## Generalized Linear Models

In [None]:
import numpy as np
import matplotlib.pyplot as plt
from jupyprint import jupyprint, arraytex

[Recall the linear model...]

[Foundational statistical model in culture 1 language]

[Foundation machine learning algortihm in culture 2 language]

Where there are $k$ predictor variables:

$ \Large \hat{y_i} = b_0 + b_1 x_{1i} + ... b_k x_{ki} $

Let's keep it simple for now and use just one predictor (but it all generalizes to multiple predictors also):

$ \Large \hat{y_i} = b_0 + b_1 x_{i} $

Another way of writing this, using the notation of conditional probability is:

$ \Large E(y_i|x_{i}) = b_0 + b_1 x_{i} $

In english this reads as: 
- "the expected value of $y_i$, given the value of $x_i$ is equal to $b_0 + b_1 x_{i}$" 
- ... or ...
- "the expected value of $y_i$ is a linear function of $x_i$ with the slope $b_1$ and the intercept $b_0$".

Let's represent "$E(y_i|x_{1i})$" using the symbol "$\hat{\mu}_i$" (this symbol is called "mu").

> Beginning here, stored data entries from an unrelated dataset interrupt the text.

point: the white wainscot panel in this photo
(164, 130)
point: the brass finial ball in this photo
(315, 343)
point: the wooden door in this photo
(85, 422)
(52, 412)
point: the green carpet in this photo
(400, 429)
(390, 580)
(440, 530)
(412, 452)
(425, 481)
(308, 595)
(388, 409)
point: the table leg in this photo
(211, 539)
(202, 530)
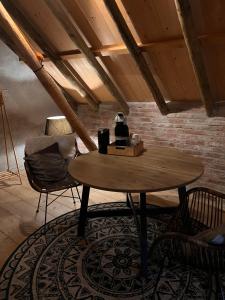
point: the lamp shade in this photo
(57, 125)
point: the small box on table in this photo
(133, 150)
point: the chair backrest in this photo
(204, 206)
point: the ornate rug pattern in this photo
(60, 265)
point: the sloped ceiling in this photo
(156, 28)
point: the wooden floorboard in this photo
(18, 218)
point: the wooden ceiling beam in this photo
(47, 47)
(177, 42)
(195, 53)
(122, 49)
(67, 22)
(137, 55)
(15, 34)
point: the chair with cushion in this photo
(196, 236)
(46, 161)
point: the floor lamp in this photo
(8, 143)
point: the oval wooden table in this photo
(156, 169)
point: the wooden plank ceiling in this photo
(156, 29)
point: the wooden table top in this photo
(157, 169)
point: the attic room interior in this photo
(112, 158)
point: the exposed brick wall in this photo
(189, 130)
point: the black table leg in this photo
(143, 233)
(83, 210)
(181, 193)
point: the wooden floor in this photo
(18, 218)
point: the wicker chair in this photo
(200, 210)
(56, 189)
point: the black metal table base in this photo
(143, 211)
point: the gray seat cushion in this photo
(47, 167)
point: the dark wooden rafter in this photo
(66, 20)
(194, 49)
(137, 55)
(47, 47)
(67, 95)
(5, 38)
(13, 31)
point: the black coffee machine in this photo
(121, 130)
(103, 140)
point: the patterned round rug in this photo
(104, 265)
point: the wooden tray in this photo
(126, 150)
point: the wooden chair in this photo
(200, 211)
(53, 188)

We can now write the linear regression model as:

$ \Large \hat{\mu}_i = b_0 + b_1 x_{1i} $

Now let's write a really boring python function, called $f()$:

In [None]:
def f(mu):
    
    result = mu * 1
    
    return result

<b>Question: </b> just from looking at the function, which of these would be true:

$ \Large \hat{\mu}_i \neq f(\hat{\mu}_i)$

or

$ \Large \hat{\mu}_i == f(\hat{\mu}_i)$




In [None]:
# our simulated predictor variable scores
x = np.array([4, 6, 9, 2, 6, 7, 3, 3, 6, 7])

b_0 = 1

b_1 = 2

In [None]:
mu = b_0 + b_1 * x

mu

In [None]:
jupyprint("$\Large \hat{\mu}_i = b_0 + b_1 x_{1i} $")

In [None]:
jupyprint("$\Large \hat{\mu_i} ="+f" {b_0} + {b_1} * {arraytex(np.atleast_2d(x).T)} $")

In [None]:
jupyprint(f"$\Large {arraytex(np.atleast_2d(mu).T)} = {b_0} + {b_1} * {arraytex(np.atleast_2d(x).T)} $")

In [None]:
f(mu)

In [None]:
mu

In [None]:
all(f(mu) == mu)

[Let's call $f()$ the "identity function", because whatever input we give it, it returns the same value(s) as its output].

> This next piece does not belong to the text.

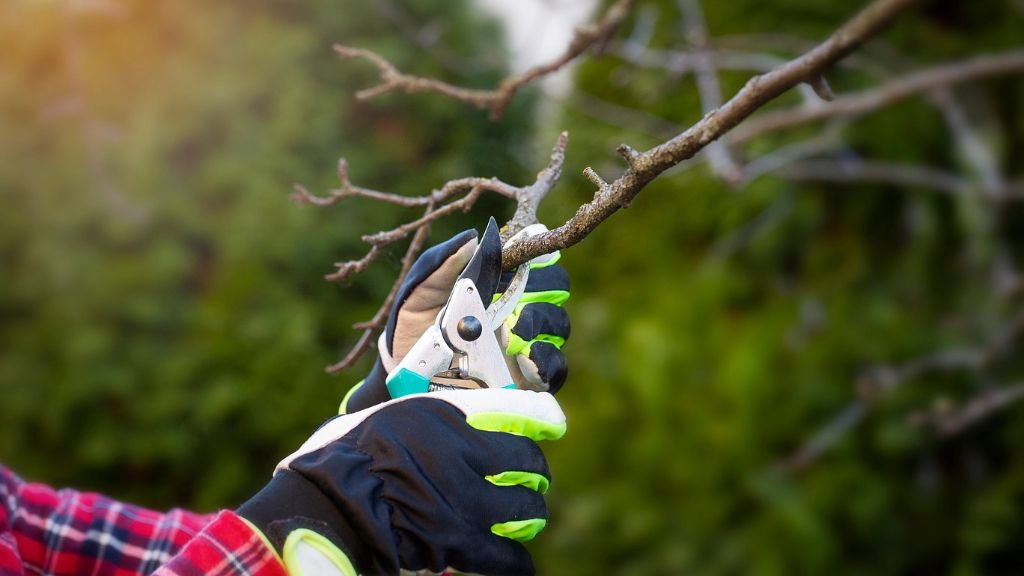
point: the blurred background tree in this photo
(164, 323)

This is the *key thing to take away from this page*: **generalized linear models are just linear models where $f()$ is some other, more complex function than the identity function**.

$\Large f(\hat{\mu}_i) = b_0 + b_1 x_{i} $

$\Large f(\hat{\mu}_i) = b_0 + b_1 x_{1i} + b_2 x_{2i} + ... b_k x_{ki}$

What this allows is to use the slope/intercept framework of linear regression (and its associated interpreations) with different types of outcome variable.

[E.g. linear regression is used for numeric outcome variables, it produces predictions which range from $-\infty$ to $\infty$]

[Some outcome variables do not cover this range e.g. dummy-coded categorical variables which take values only of 0 or 1]

[We can use generalized linear models with these other types of variable]

[We just need a function, $f()$ which *maps* or *links* linear predictions on the $-\infty$ to $\infty$ scale to the actual scale of the outcome variable]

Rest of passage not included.